Thanks for the blog. @Navneet
Is it possible to only store byte vectors so that the storage size is reduced more instead of the FP32 vectors.
Does OpenSearch provide such a configuration?
Is there a mechanism to show only byte vectors or Opensearch has any api that allows to get the byte quantized vectors from FP32 vectors as this can still reduce the disk storage.
I am bit confused on the question I will try to ans based on best of my understanding. If you still have questions feel free to put them.
OpenSearch do support different data types for vectors which include fp32, byte and binary. So if you already have vectors within this range I would suggest directly using the data_typefield while creating the index mappings.
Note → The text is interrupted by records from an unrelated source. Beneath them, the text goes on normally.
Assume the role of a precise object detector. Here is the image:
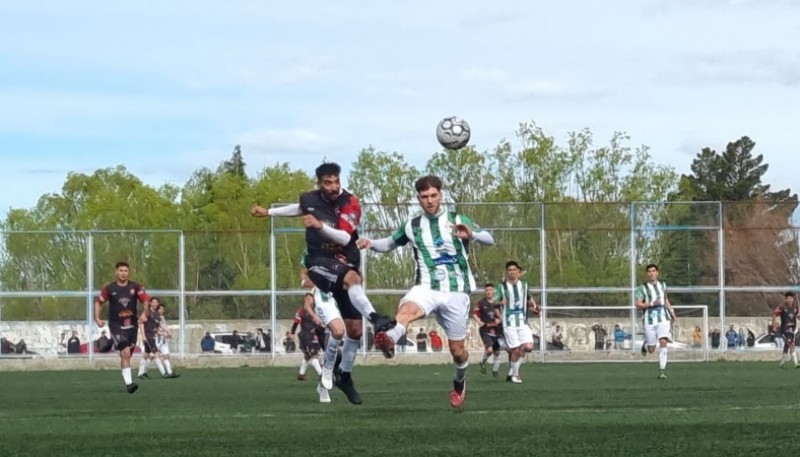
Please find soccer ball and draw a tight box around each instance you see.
[436,116,470,149]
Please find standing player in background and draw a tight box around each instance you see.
[472,283,502,378]
[772,292,800,368]
[94,262,150,394]
[359,175,494,408]
[636,263,675,379]
[250,163,394,404]
[496,260,539,384]
[290,307,324,381]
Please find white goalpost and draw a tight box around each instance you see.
[528,305,711,363]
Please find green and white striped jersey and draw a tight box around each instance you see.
[636,281,671,325]
[495,279,528,327]
[392,211,481,294]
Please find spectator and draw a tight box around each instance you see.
[283,332,297,353]
[428,330,444,352]
[708,327,721,349]
[614,324,625,351]
[200,332,214,353]
[725,325,739,349]
[692,325,703,348]
[67,330,81,354]
[417,328,428,352]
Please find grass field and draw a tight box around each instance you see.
[0,362,800,457]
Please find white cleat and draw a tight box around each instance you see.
[320,367,333,390]
[317,384,331,403]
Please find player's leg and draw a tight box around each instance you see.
[434,292,470,408]
[375,286,432,359]
[655,322,670,379]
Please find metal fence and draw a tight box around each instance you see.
[0,202,800,357]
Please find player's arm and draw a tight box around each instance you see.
[250,203,303,217]
[94,287,110,327]
[356,219,411,252]
[303,294,323,326]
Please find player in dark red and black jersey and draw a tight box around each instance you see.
[290,306,325,381]
[472,283,503,377]
[250,163,395,404]
[94,262,150,393]
[772,292,800,368]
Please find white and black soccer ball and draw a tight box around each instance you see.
[436,116,471,149]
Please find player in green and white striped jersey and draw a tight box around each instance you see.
[495,260,539,384]
[636,263,675,379]
[357,176,494,408]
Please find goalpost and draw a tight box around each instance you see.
[528,305,711,363]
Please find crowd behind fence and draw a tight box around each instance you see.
[0,202,800,357]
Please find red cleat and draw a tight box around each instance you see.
[450,380,467,408]
[375,332,395,359]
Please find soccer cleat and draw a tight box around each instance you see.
[450,380,467,408]
[374,332,395,359]
[317,384,331,403]
[320,367,333,390]
[369,313,397,334]
[336,371,361,405]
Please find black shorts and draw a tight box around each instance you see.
[297,330,322,357]
[144,335,158,354]
[479,326,500,351]
[109,326,139,351]
[306,257,369,319]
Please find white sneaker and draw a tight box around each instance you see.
[317,384,331,403]
[321,367,333,390]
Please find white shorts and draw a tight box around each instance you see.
[644,321,672,346]
[314,300,342,326]
[503,325,533,349]
[400,286,472,341]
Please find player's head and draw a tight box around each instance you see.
[414,175,442,215]
[506,260,522,281]
[114,262,131,282]
[483,282,496,302]
[315,162,342,200]
[644,263,658,282]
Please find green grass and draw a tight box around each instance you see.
[0,362,800,457]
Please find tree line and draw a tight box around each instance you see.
[0,122,800,319]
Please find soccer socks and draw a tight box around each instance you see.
[347,284,375,316]
[322,336,342,368]
[386,322,406,343]
[311,357,322,376]
[339,336,360,373]
[156,357,167,376]
[137,357,150,376]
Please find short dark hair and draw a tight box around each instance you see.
[314,162,342,180]
[414,175,442,193]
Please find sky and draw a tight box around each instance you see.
[0,0,800,217]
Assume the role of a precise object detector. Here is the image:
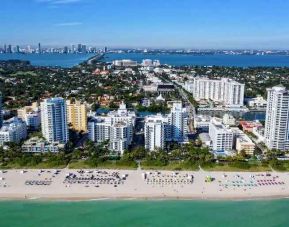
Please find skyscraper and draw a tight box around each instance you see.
[41,98,68,143]
[265,85,289,151]
[0,92,3,128]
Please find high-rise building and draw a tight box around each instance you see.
[144,114,169,151]
[265,85,289,151]
[66,100,87,132]
[63,46,68,54]
[16,45,20,53]
[0,92,3,128]
[0,117,27,146]
[88,103,136,154]
[168,102,188,142]
[77,44,82,53]
[7,44,12,54]
[81,45,87,54]
[189,77,245,107]
[37,43,42,54]
[209,118,234,152]
[17,102,41,131]
[41,98,69,143]
[145,101,188,151]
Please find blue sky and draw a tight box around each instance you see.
[0,0,289,49]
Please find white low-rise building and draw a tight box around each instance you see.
[209,118,234,152]
[0,117,27,146]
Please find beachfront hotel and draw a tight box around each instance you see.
[0,117,27,146]
[265,85,289,151]
[41,98,69,143]
[186,77,245,107]
[144,114,169,151]
[0,92,3,128]
[66,100,87,132]
[145,101,188,151]
[209,118,234,152]
[17,102,41,131]
[88,103,136,155]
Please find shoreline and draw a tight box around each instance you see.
[0,195,289,203]
[0,169,289,202]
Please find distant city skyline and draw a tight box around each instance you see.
[0,0,289,49]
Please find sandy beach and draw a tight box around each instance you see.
[0,169,289,200]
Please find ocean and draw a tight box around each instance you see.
[0,53,289,68]
[104,53,289,67]
[0,199,289,227]
[0,54,95,68]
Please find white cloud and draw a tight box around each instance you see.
[36,0,83,5]
[54,22,82,27]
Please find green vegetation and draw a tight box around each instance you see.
[136,104,170,113]
[202,161,271,172]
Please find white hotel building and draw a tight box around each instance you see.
[40,98,69,143]
[88,103,136,154]
[209,118,234,152]
[0,117,27,146]
[185,77,245,107]
[265,85,289,151]
[145,102,188,151]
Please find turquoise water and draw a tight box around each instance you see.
[0,53,289,67]
[0,53,95,68]
[104,53,289,67]
[0,199,289,227]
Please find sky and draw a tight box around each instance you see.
[0,0,289,49]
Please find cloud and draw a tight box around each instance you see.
[36,0,83,5]
[54,22,82,27]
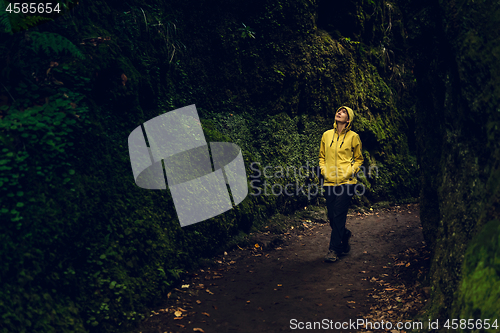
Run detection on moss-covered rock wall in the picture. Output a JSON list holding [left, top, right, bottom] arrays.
[[0, 0, 418, 332], [405, 1, 500, 319]]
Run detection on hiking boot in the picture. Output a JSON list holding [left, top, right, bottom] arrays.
[[342, 229, 352, 253], [325, 250, 339, 262]]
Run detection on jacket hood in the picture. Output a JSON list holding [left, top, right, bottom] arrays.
[[333, 106, 354, 132]]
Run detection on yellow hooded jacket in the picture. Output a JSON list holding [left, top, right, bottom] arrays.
[[319, 106, 363, 186]]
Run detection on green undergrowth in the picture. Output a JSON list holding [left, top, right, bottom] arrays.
[[0, 1, 418, 332]]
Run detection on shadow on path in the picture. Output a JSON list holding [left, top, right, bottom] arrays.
[[140, 205, 423, 333]]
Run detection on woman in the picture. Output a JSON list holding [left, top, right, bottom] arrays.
[[319, 106, 363, 262]]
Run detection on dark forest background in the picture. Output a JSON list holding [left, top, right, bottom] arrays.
[[0, 0, 500, 332]]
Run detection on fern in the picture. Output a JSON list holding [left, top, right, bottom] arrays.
[[30, 31, 85, 59]]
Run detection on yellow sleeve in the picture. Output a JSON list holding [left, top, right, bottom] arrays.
[[352, 134, 364, 174], [319, 133, 325, 176]]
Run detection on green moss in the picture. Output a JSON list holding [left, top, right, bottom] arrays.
[[453, 220, 500, 319]]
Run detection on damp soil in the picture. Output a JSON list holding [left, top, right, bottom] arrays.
[[138, 204, 428, 333]]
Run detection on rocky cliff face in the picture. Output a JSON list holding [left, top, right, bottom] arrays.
[[402, 1, 500, 319]]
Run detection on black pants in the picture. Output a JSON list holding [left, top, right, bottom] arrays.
[[323, 184, 355, 254]]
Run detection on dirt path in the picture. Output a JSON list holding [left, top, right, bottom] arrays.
[[140, 201, 423, 333]]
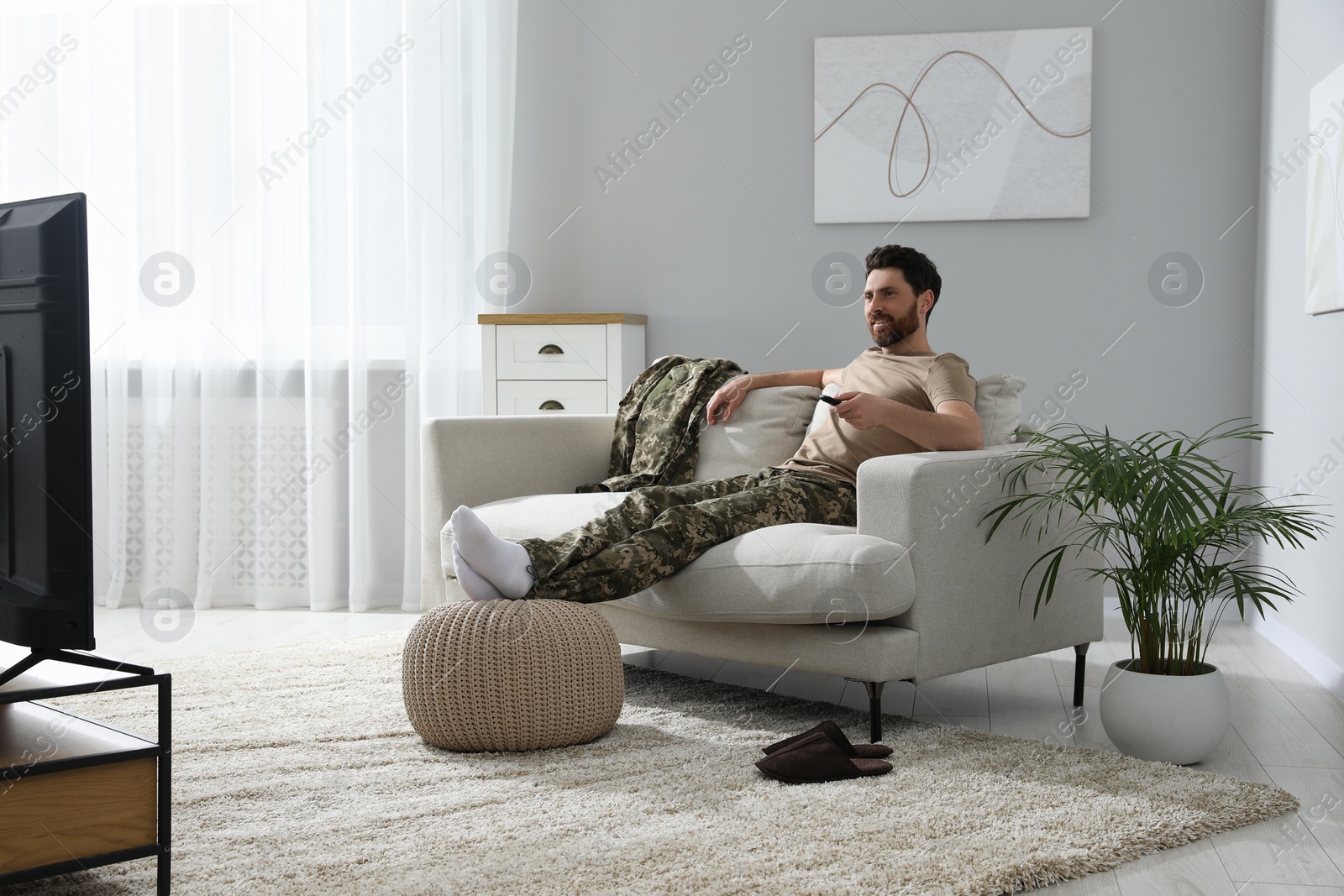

This will reduce the memory and disk footprint since vectors are already present as byte or binary.
If your vectors are in fp32 but you want to quantize then to byte, binary or fp16. OpenSearch provides different quantization technique to do that. This also reduce the memory footprint and disk but not same as the first option I provided. Since we store both fp32 vectors and quantized vectors on disk. During search we are using only quantized vectors.
Now in quantization if you are asking as a user you can view what were the values of quantized vectors via some API then ans is no, you cannot do that.
I was asking since the pretrained models returns and stores only FP32 vectors. Is there any way we can capture this FP32 vectors and quantize to byte/binary and store them.
Would this cause accuracy of the data to be lost during search time?